Jordanian politician and educator (1953–2019)

Dr. Alia Mohammed Odeh Abu Tayeh (علياء أبو تايه) (1953 – July 27, 2019) was a Jordanian politician and educator. She was the first Bedouin to serve on the Jordanian Senate.

==Life==
She was born in 1953 and educated at the University of Jordan. She had completed her secondary education in Ma'an and she was one of the first Bedouin women to receive an education. She received a BA in Arabic in 1974 and a Diploma in Education and Psychology in 1976 both from the University of Jordan.

Graduated in the civil service from a class teacher to a researcher at the Royal Academy for Research Management Islamic Civilization / Al-Bayt Foundation to a cultural adviser in the Jordanian embassies abroad to the head of the advisors unit / Ministry of Higher Education and Scientific Research.

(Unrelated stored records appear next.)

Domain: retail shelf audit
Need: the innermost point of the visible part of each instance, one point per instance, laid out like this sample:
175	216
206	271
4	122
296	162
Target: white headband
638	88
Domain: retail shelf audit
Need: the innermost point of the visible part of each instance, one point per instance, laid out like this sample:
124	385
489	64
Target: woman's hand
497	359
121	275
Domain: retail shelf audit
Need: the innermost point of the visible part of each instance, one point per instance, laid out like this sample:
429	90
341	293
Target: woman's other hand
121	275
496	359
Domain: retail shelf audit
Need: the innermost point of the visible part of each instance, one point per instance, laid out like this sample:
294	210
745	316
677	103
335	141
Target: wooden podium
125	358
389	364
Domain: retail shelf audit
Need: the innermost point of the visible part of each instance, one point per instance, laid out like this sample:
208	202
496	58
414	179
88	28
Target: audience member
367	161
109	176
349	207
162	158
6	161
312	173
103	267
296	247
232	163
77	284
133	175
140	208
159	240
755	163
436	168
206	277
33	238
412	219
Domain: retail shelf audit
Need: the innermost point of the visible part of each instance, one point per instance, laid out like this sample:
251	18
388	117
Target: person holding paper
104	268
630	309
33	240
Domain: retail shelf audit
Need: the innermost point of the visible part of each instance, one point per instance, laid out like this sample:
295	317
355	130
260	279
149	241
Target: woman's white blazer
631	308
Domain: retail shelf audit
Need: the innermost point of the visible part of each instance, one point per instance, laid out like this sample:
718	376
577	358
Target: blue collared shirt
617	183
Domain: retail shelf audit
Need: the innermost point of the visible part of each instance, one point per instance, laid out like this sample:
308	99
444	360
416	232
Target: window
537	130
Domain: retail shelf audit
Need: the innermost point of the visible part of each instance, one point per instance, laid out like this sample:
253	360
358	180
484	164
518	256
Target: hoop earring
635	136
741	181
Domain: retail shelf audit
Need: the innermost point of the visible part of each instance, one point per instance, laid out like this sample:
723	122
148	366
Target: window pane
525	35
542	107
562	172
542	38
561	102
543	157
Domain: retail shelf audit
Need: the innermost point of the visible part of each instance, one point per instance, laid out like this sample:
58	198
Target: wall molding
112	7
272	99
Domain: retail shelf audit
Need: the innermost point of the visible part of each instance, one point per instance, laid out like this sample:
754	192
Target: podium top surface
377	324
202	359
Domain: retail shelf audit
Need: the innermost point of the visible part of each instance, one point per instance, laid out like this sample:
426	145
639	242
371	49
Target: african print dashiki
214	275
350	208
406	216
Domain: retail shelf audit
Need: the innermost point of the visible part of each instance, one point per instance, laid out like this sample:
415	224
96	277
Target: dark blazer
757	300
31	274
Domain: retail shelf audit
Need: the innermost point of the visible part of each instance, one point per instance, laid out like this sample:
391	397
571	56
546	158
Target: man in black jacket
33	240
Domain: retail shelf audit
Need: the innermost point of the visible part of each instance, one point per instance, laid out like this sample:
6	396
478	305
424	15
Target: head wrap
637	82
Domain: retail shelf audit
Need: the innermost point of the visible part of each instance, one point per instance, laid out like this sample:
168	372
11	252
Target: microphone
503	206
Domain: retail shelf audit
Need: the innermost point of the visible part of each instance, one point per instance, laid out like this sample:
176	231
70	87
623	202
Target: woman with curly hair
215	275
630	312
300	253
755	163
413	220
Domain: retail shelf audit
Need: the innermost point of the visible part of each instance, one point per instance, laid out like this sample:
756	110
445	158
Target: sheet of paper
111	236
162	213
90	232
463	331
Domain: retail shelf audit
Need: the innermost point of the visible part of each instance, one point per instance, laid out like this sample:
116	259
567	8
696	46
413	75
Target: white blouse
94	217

Academically, Dean of Al-Jouf College / Saudi Arabia, University Professor at the University of Jordan and Al-Balqa Applied University, Visiting University Professor, Indiana University, University Professor, University of Jordan, Aqaba Branch.

She is an activist in the field of education (education is a right for all) and social development. She has campaigned for a more transparent system for appointing new officials.

She was the first Bedouin to serve in the Jordanian Senate when she was appointed in 2001. She served in the 19th and 24th senate completing in 2011. She is a founding member of the Jordanian Reform Party and a member of its central office. She died in 2019 and Queen Rania was one of the mourners.